Milano limita i danni grazie al settore energetico
A Piazza Affari il calo è stato contenuto dalle società oil & gas. Saipem, Tenaris ed Eni hanno assorbito parte della pressione ribassista che ha colpito gli altri comparti. Quando il petrolio sale, i titoli del settore reagiscono prima ancora che i margini effettivi migliorino: è la dinamica che conta, non il bilancio del trimestre.
Il Brent ha guadagnato terreno nelle ultime sedute, con i trader che incorporano un premio di rischio geopolitico. Non serve che lo stretto si chiuda davvero: basta che la probabilità salga dal 2% al 5% per spostare i prezzi di qualche dollaro.
Spread stabile, ma l'attenzione è sui payroll
Lo spread BTP-Bund si è mantenuto intorno ai 74 punti base. Il differenziale non reagisce più come qualche anno fa alle turbolenze di breve termine ed è stabilizzato su livelli che il mercato considera sostenibili, almeno finché la BCE resta prevedibile.

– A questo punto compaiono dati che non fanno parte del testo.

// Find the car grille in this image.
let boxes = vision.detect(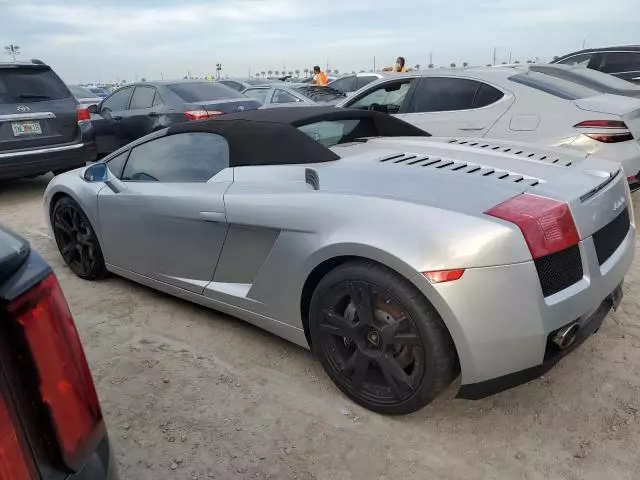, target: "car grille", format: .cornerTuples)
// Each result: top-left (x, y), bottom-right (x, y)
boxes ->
(535, 245), (583, 297)
(593, 208), (630, 265)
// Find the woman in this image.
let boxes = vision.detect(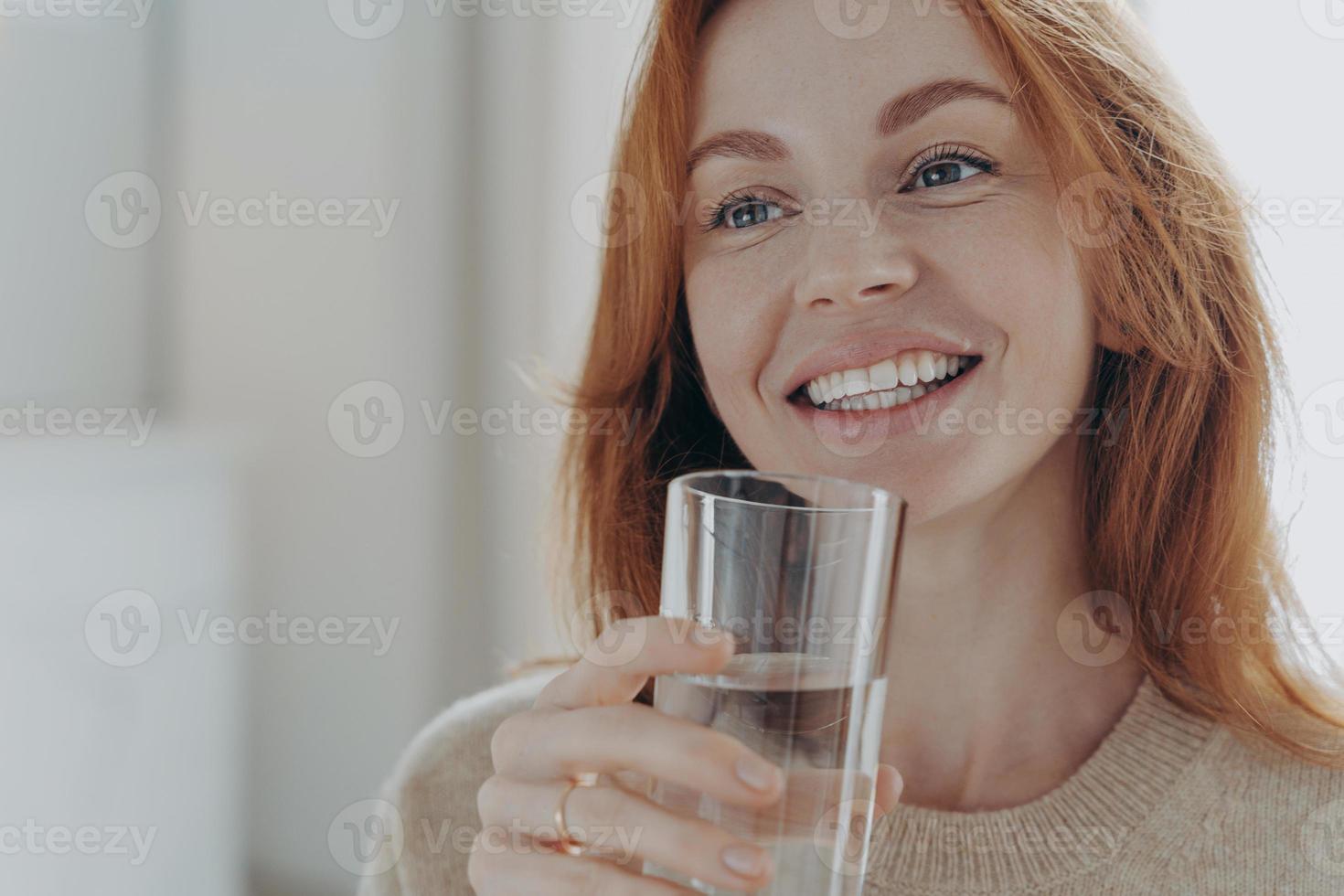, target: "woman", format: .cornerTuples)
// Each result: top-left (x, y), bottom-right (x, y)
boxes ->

L'attenzione ora si sposta sui dati sul lavoro americani in arrivo. Un numero sopra le attese complica il percorso dei tagli della Fed, mentre un dato debole riapre spazio alle mosse di giugno. I mercati europei restano appesi a ciò che succede dall'altra parte dell'Atlantico, con la geopolitica che per ora aggiunge volatilità senza cambiare la direzione di fondo.